National Teach Children to Save Day is an opportunity for bankers to go into classrooms each year and talk to students in kindergarten through 12th grade about saving, budgeting and other basics when it comes to finance.
"We feel the earlier children are exposed to saving the more likely they are to form the habit and become savers as adults," said Marquita Powell, communications manager for the American Bankers Association in Washington, D.C.
With many parents and teachers unable to deal with money in an intelligent way, let alone show children how it's done, the bankers group created a classroom presentation that its members have been using for the past 14 years to help bridge the gap.

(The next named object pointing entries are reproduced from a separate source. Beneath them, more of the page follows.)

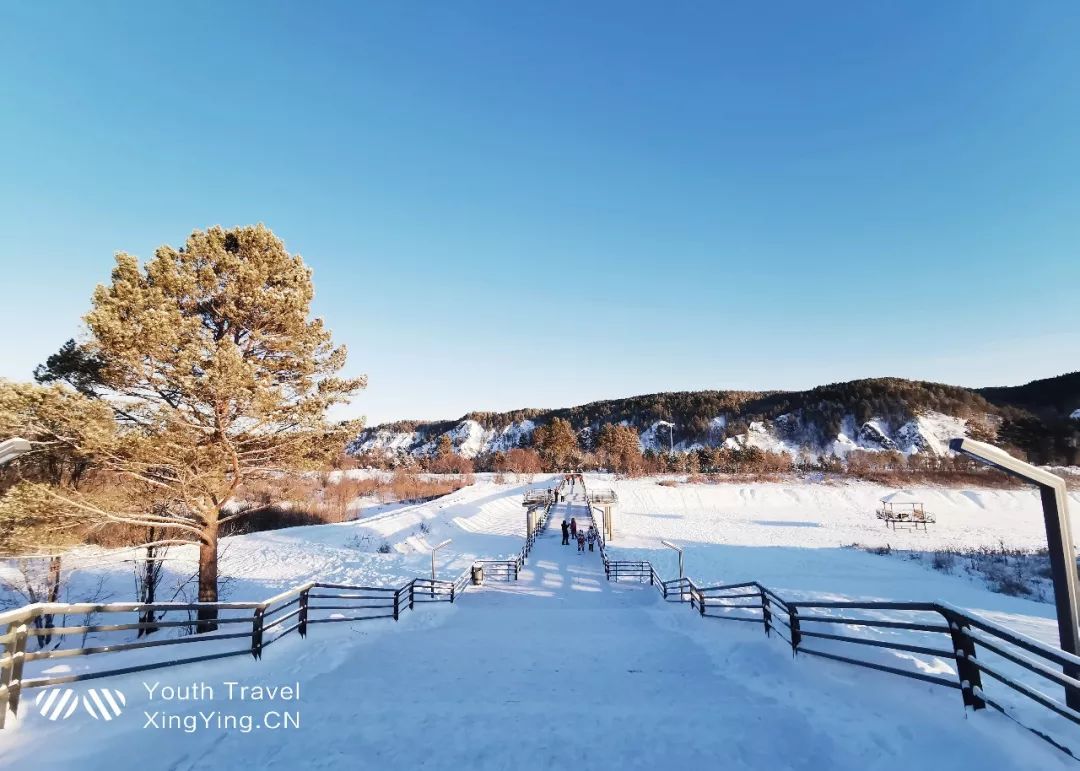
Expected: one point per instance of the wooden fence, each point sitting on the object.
(246, 627)
(977, 646)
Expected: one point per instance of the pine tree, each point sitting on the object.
(218, 378)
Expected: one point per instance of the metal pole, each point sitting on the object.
(1063, 564)
(1063, 558)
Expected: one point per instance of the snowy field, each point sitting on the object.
(485, 521)
(559, 670)
(564, 670)
(796, 540)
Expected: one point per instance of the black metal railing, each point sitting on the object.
(925, 633)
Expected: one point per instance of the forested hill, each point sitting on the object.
(910, 416)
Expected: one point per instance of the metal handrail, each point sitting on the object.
(963, 629)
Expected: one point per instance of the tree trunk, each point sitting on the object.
(151, 575)
(53, 595)
(207, 573)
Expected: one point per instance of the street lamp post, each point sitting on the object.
(10, 449)
(1063, 558)
(680, 571)
(433, 550)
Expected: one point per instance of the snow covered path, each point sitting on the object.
(561, 670)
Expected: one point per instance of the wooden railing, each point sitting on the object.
(246, 627)
(976, 646)
(243, 627)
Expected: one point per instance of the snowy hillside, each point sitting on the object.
(883, 414)
(926, 433)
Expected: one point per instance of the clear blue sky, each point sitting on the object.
(540, 204)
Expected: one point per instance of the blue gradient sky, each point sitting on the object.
(517, 204)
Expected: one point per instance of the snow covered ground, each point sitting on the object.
(561, 670)
(485, 521)
(796, 540)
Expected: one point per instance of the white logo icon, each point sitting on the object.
(104, 703)
(56, 703)
(59, 703)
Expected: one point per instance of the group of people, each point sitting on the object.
(571, 531)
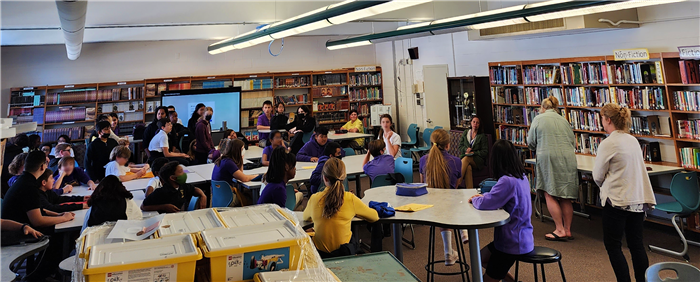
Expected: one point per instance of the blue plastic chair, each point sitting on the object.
(686, 192)
(684, 272)
(193, 203)
(222, 194)
(413, 134)
(405, 167)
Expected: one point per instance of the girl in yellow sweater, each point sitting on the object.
(332, 211)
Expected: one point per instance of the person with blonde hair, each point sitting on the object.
(439, 169)
(556, 172)
(625, 192)
(332, 211)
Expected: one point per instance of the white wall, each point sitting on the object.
(107, 62)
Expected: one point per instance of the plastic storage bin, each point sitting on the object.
(167, 259)
(189, 222)
(237, 254)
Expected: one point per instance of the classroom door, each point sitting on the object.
(437, 111)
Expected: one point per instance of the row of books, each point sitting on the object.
(66, 115)
(584, 73)
(330, 79)
(690, 157)
(254, 84)
(635, 73)
(587, 143)
(690, 71)
(587, 96)
(647, 98)
(686, 100)
(585, 120)
(50, 135)
(504, 75)
(366, 79)
(541, 74)
(689, 129)
(291, 82)
(361, 94)
(328, 91)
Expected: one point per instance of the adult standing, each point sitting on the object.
(473, 148)
(557, 176)
(625, 192)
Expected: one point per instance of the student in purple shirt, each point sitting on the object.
(381, 163)
(512, 194)
(439, 169)
(264, 120)
(282, 168)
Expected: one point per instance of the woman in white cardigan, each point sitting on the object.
(625, 192)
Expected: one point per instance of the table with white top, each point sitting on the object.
(450, 209)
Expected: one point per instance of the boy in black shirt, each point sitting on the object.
(175, 194)
(98, 151)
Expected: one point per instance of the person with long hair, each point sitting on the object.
(111, 202)
(512, 194)
(439, 169)
(282, 168)
(391, 138)
(556, 171)
(332, 211)
(625, 192)
(473, 149)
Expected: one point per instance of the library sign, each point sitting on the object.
(689, 52)
(631, 54)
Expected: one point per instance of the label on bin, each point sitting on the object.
(244, 266)
(164, 273)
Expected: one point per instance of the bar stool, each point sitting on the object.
(430, 267)
(541, 256)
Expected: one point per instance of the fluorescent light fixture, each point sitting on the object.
(338, 13)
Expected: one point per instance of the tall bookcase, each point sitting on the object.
(664, 108)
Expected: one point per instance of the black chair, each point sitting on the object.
(541, 256)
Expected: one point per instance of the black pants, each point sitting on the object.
(617, 222)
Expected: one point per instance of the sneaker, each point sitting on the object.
(450, 259)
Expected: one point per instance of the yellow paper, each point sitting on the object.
(412, 207)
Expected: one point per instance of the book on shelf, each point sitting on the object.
(541, 74)
(686, 100)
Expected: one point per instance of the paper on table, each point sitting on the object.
(412, 207)
(130, 229)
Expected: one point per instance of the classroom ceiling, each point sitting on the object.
(36, 22)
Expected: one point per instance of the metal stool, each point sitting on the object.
(542, 256)
(430, 267)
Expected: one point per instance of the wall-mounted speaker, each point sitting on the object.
(413, 53)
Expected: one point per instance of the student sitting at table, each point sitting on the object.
(175, 195)
(154, 183)
(332, 150)
(282, 168)
(53, 202)
(68, 175)
(332, 211)
(22, 204)
(117, 166)
(274, 142)
(439, 169)
(229, 166)
(16, 168)
(111, 202)
(381, 163)
(512, 194)
(313, 149)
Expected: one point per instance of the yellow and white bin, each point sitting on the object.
(166, 259)
(237, 254)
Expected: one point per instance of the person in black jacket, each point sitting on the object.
(52, 201)
(98, 151)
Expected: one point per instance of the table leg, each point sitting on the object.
(475, 255)
(398, 234)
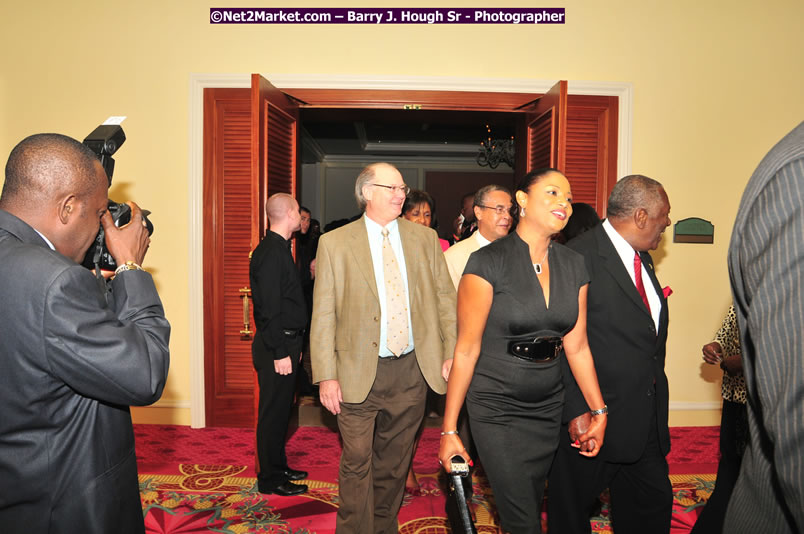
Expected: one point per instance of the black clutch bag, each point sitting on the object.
(459, 484)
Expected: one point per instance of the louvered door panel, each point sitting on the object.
(281, 158)
(541, 132)
(229, 390)
(540, 141)
(591, 146)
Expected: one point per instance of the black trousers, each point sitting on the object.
(733, 438)
(276, 401)
(641, 493)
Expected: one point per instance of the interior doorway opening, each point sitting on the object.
(590, 146)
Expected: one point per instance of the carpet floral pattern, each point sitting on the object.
(180, 495)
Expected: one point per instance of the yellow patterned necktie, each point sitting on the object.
(396, 302)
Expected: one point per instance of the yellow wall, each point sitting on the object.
(716, 84)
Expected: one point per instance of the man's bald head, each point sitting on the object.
(278, 206)
(44, 167)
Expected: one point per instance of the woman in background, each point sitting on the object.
(725, 351)
(419, 207)
(521, 305)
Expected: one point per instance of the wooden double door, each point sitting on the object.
(251, 151)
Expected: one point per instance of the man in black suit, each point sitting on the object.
(766, 265)
(74, 355)
(280, 317)
(627, 330)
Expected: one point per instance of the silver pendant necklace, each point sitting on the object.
(538, 266)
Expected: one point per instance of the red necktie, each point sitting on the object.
(638, 280)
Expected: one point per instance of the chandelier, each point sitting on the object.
(495, 151)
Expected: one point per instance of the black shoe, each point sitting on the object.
(286, 489)
(293, 474)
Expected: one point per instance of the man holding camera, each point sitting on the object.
(73, 356)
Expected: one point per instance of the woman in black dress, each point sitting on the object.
(520, 299)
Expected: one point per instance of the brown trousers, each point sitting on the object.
(378, 436)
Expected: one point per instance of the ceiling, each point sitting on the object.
(378, 133)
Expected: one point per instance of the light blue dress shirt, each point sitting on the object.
(375, 244)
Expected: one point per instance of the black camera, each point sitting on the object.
(104, 142)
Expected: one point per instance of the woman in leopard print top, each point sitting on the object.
(725, 350)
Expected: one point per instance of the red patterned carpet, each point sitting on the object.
(203, 480)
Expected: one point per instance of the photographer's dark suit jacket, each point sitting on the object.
(629, 354)
(70, 366)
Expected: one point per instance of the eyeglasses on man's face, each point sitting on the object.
(394, 188)
(499, 210)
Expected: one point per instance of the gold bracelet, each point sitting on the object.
(128, 266)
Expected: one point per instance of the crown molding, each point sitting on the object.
(200, 81)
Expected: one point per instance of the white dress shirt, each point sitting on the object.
(626, 253)
(375, 244)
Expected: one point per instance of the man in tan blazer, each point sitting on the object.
(372, 373)
(492, 206)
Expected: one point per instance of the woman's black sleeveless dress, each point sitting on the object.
(515, 405)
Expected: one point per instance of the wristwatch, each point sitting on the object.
(128, 266)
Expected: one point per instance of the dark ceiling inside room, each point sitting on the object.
(379, 133)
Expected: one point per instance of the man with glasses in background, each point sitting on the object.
(383, 329)
(492, 207)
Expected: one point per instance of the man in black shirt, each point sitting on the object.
(280, 316)
(306, 244)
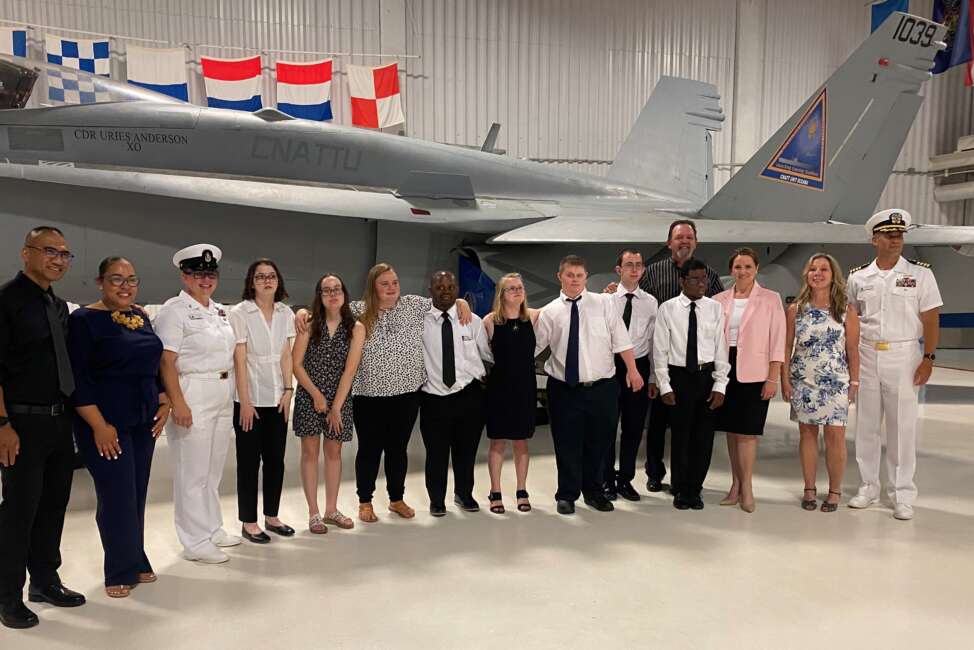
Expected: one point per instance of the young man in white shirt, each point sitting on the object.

Now in its 15th year, the Teach Children to Save program has reached about 5 million students and gained the support of around 100,000 bankers since it was founded in 1997.
"We feel it's important to teach kids good financial skills, particularly in light of the issues that have faced the nation in the past few years," said Todd Brice, president of Indiana-based S&T Bank, which participates in the program.
The Great Recession was a turning point for many Americans who spent too much, borrowed too much and saved very little, if anything. Meanwhile, hundreds of banks failed while the largest were bailed out with public funds.
These days saving is becoming a priority for more consumers, even if they may be discouraged by the fact that interest rates that banks pay on savings continue to be lower than the nominal rate of inflation.
While the financial education event is officially staged on April 12, banks send representatives to classrooms throughout the month of April, which is National Financial Literacy Month.
This year, Mr. Brice said S&T Bank had presented the Teach Children to Save program in 75 schools to an estimated 4,900 students throughout the 10 Pennsylvania counties where its 51 bank branches are located.
One of those schools is Jeffery Primary School in the Shaler Area School District, where Cari Kelm teaches kindergarten.
"It's tremendously helpful," Ms. Kelm said. "We just finished our unit on money, and with that we talked about wants versus needs.
"The bankers came in and did a presentation that brought it to [the students'] level. They talked about earning money through an allowance and making choices about how to spend and save it."
She said S&T Bank representatives gave each child in her classroom a Lincoln shield penny from the U.S. Mint and a $1 certificate to open a child's savings account at the bank.